STV: You talk about Eskom but we know they are looking for a 16% tariff hike for the next five years — what is the likely impact of that going to be on investment? Are you worried about how this might hamper competitiveness in these sectors that we are looking to boost?

NK: Those are things we really need to continue talking about. Eskom has to be engaged on that. It is simply not sustainable that every time businesses and communities experience such hefty tariff hikes. I have said this many times so I think lasting solutions around the whole energy question have to be found. We are doing our part as Gauteng Economic Development, especially around finding alternative and renewable ways to generate energy. The green economy objectives are some of what’s being designed to mitigate the effect of this. Eskom must play an important role. The fixed view on coal to generate electricity is a bit discouraging. I know Eskom chief executive Brian Dames and I think that this is something we can engage on. As a government parastatal, they must continue to be very sensitive to the needs of investors. Many people have approached my department with serious concerns around electricity costs. For people in metal foundry industries almost everything they do is based on lots of electricity — without electricity their companies will never take off. This is a very serious concern. Even people manufacturing blankets have approached us and threatened that if this is not resolved they will move to another province, even other countries. We have to do something. There are serious reasons why Eskom is doing this and I don’t want to dismiss those but that can’t be the solution. Even the mines are threatening cutting jobs.

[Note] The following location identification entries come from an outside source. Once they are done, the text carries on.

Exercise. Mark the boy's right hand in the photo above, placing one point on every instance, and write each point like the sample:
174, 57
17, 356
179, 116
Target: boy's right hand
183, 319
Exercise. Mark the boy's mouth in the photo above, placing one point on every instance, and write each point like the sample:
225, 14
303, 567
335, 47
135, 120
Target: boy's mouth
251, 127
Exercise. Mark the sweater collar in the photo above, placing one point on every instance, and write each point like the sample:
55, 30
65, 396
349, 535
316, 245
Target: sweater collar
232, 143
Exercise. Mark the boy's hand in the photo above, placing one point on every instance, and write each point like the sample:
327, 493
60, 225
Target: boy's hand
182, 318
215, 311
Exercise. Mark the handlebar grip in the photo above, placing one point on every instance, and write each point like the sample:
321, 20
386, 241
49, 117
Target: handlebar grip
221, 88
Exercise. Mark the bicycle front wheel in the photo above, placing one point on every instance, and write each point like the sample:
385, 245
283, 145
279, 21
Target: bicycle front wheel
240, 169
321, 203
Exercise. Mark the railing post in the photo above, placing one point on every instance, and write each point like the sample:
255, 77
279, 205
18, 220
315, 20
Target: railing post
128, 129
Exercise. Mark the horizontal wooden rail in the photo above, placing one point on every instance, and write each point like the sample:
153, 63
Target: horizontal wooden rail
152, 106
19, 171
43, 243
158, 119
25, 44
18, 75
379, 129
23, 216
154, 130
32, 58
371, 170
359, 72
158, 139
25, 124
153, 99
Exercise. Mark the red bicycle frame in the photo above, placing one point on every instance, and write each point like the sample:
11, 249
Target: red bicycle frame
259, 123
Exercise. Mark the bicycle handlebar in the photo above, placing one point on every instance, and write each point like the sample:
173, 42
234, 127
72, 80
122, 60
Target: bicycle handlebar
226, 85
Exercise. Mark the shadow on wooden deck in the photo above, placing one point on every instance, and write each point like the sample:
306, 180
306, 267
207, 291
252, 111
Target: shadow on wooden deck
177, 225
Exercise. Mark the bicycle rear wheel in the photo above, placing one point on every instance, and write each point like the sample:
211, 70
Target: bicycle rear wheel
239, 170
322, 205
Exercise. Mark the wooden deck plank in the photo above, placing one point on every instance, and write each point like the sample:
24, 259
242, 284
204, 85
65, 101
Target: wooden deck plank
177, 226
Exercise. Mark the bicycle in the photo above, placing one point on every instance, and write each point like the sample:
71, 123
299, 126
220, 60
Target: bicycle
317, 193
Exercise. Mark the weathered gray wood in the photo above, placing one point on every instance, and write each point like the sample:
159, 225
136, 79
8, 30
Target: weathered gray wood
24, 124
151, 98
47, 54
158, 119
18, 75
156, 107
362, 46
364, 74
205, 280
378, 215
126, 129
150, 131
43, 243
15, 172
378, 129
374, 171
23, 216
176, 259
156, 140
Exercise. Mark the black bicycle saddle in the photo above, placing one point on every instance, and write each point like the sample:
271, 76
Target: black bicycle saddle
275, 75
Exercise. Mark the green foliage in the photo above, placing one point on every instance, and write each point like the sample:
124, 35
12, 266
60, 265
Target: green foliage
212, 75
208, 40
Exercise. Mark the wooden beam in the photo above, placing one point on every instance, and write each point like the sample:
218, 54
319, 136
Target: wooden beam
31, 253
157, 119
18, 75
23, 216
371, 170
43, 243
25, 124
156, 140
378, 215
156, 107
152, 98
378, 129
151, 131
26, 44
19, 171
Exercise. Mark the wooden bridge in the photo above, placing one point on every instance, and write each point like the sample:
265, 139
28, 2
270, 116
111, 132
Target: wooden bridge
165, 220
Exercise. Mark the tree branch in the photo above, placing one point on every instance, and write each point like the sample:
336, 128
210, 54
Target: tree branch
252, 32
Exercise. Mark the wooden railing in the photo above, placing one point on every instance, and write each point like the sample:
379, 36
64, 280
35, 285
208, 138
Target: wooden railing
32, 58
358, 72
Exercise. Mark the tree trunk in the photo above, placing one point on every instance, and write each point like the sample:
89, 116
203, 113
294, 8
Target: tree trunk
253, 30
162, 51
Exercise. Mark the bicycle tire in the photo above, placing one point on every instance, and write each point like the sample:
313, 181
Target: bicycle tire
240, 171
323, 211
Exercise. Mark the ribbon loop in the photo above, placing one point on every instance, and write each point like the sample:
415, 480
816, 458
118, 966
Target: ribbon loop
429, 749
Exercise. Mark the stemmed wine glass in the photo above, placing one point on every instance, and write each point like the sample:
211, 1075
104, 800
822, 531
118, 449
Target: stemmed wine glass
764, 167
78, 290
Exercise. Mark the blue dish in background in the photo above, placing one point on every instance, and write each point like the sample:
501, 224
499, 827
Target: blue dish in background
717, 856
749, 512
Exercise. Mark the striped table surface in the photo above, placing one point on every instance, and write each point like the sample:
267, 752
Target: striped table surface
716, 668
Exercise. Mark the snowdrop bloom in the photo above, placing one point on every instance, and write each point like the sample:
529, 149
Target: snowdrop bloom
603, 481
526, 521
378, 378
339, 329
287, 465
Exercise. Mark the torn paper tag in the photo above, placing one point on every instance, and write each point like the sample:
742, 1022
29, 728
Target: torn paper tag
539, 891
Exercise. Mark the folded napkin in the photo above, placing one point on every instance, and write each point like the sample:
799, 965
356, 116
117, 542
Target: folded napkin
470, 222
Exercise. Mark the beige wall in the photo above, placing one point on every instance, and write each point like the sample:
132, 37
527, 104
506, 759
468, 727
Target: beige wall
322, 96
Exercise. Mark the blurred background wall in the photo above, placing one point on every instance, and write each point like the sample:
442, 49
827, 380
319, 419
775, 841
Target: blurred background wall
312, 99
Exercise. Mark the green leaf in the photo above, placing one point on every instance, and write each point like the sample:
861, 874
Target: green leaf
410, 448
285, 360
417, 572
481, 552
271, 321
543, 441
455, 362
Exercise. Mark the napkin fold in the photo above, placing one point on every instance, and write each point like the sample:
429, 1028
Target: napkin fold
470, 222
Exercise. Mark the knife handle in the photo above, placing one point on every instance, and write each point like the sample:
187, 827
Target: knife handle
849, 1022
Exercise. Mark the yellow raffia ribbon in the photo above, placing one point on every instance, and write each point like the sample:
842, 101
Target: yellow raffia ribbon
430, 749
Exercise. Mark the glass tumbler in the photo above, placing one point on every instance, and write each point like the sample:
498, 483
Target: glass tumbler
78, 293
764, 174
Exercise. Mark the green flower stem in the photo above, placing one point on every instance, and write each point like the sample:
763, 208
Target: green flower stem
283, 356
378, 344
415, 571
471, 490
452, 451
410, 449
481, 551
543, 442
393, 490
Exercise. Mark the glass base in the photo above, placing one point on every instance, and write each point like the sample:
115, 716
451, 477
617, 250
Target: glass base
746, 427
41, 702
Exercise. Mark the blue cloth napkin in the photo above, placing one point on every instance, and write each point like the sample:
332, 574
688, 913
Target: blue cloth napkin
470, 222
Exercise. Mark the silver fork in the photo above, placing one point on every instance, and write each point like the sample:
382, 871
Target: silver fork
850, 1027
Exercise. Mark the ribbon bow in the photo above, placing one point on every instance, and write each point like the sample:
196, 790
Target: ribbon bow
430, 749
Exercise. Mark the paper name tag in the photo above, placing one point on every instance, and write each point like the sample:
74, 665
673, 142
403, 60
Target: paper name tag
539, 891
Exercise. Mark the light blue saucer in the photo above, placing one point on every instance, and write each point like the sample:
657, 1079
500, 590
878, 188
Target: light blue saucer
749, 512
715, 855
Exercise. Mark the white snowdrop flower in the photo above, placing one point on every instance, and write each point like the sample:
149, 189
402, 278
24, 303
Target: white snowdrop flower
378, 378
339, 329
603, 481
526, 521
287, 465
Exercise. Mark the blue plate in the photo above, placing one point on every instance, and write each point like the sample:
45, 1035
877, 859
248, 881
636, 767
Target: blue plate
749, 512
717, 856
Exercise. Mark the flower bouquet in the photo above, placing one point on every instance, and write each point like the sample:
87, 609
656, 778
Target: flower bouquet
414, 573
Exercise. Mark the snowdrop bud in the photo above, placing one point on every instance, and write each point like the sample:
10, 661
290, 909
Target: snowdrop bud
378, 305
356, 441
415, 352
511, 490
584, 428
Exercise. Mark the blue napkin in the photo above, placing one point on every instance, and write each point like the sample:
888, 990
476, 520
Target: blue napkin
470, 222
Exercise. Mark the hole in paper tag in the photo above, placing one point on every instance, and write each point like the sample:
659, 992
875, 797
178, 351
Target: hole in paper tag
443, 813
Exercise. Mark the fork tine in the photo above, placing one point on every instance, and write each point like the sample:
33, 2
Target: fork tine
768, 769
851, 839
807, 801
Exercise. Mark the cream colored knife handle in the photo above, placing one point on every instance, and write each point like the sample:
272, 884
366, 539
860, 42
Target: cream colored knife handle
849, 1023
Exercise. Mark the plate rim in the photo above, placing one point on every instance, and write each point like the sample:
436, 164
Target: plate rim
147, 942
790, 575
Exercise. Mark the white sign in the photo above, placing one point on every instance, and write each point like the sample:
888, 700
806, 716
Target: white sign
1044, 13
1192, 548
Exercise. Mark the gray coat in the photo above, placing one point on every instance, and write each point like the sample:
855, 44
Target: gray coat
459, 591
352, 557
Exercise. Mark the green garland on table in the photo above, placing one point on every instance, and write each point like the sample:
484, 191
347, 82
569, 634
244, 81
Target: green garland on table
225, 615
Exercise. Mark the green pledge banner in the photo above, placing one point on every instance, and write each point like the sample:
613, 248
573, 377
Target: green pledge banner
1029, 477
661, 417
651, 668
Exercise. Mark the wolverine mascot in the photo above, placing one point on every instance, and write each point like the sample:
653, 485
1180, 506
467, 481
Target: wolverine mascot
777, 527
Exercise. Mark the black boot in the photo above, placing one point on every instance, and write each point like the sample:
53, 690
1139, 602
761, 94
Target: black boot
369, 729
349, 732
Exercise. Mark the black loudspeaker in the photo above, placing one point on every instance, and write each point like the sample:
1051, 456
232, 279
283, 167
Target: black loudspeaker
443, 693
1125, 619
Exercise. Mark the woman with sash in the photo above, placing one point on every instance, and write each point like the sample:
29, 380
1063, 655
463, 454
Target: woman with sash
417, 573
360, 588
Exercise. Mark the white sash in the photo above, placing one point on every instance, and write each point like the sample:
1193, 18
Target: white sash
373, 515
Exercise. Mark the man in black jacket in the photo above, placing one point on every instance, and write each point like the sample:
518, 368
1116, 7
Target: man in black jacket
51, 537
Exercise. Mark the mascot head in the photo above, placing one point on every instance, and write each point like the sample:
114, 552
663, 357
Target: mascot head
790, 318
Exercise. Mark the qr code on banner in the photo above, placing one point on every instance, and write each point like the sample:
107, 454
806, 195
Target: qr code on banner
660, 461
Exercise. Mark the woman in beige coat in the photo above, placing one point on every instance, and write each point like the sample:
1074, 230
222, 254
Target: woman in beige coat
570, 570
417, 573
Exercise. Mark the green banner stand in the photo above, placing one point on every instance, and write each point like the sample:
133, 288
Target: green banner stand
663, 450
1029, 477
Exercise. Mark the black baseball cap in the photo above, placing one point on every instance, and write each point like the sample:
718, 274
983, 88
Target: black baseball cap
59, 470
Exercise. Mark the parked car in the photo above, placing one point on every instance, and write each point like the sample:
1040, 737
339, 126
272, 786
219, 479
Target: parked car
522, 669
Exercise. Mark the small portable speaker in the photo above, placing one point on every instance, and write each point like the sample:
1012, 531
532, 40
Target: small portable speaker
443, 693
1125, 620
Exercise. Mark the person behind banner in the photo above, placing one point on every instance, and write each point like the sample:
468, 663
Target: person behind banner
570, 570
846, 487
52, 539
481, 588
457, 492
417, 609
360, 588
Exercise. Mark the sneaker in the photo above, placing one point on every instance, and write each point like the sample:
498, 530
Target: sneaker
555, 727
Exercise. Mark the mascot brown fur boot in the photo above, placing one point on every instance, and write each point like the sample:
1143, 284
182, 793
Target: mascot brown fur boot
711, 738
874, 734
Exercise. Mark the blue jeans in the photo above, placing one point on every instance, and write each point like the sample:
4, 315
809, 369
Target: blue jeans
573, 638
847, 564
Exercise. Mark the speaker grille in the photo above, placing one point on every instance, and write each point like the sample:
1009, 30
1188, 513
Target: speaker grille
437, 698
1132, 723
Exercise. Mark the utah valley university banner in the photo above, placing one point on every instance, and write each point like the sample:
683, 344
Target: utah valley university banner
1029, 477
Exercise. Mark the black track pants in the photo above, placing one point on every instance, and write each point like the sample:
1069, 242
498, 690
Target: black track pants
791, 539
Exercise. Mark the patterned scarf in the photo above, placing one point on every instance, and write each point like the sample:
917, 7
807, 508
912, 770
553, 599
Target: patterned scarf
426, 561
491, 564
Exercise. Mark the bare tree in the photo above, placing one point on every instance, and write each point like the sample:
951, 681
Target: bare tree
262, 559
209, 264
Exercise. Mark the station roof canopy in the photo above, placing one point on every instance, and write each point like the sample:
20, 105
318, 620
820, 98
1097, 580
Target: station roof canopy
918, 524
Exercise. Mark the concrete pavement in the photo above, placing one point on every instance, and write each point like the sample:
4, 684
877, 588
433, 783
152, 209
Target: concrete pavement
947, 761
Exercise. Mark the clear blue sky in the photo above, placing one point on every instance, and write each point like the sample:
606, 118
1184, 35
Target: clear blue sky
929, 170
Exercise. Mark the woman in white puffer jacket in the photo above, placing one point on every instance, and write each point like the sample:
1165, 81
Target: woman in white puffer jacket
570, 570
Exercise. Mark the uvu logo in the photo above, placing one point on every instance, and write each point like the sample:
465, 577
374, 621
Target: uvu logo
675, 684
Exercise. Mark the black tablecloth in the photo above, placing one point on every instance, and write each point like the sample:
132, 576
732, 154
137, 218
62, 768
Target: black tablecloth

STV: Apart from electricity we have e-tolls planned — are you worried about the impact of e-tolls on business?

NK: E-tolls can’t be compared to electricity.

STV: It’s a big concern for consumers and manufacturers that have to use those roads.

NK: Government is handling that. That’s a lengthy consultation and I understand where government is coming from. The processes that are being undertaken by government are very important and I am sure that everyone’s views are going to be taken into account. I know there are court challenges, so that’s an important area that I hope at the end of the day we are all going to be seeing eye to eye on. There is the question of road infrastructure and sustainability and maintenance and that is very important. I think we have to be very sensitive to the needs of consumers and those who will be using those roads. Perhaps everything has not been properly explained to everyone so they can understand — there are some that might not even know how much they will be paying at the end of the day. I think proper consultation must continue in order that everyone can understand what’s in play.